Having seen the popularity of the truncated route we have built, he is now convinced we must find a way to take the trams to Newhaven.
He is not alone in making that switch. And he is right. It is time to finish off the job.
Leith has already suffered most of the pain following the massive disruption of recent years. Is there to be no gain at the end of it? That would be a travesty.
But it is not just Leith that would benefit from completing the link from the airport to Newhaven. Edinburgh is a growing city, the fastest growing in Scotland, and the population is expected to rocket by more than a quarter over the next 25 years.

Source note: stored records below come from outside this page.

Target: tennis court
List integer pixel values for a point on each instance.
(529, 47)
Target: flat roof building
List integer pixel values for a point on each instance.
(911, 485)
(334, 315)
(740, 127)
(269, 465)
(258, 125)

As well as housing all these people, we need to find a better way of getting them around the city, to avoid the prospect of gridlock. The trams offer an efficient and environmentally-friendly way of doing just that, taking cars off the roads, connecting our biggest housing areas with our largest centres of employment, cutting congestion and pollution.
Just look at the existing line – or half a line as it is in reality. It only runs from the city centre to the airport, it doesn’t pass through any major areas of population – but it is still so popular that it is over-crowded.
Taking the tram to Newhaven would take it straight through the most densely populated neighbourhood in Scotland, Leith Walk, where it would be surrounded by potential customers.
Then there is the potential for kick-starting development on the Waterfront, creating thousands of new jobs and desperately needed new homes.
We were always told a major infrastructure project like this would spark further investment in Edinburgh. And so it has proved. The surge of development along the existing line, including the game-changing St James Quarter, proves this is no pipe dream.
There will always be concerns about what might happen in the worst-case scenario, especially after the debacle of the original construction project, but we now know there is strong demand for trams in Edinburgh. We also know the potential pitfalls. The six-year timescale proposed, for instance, allows plenty of time to nail down watertight agreements with contractors.
This is a time when our city councillors must rise above party politics. They should vote on Thursday to finish off the job – because it is the right thing to do for Edinburgh.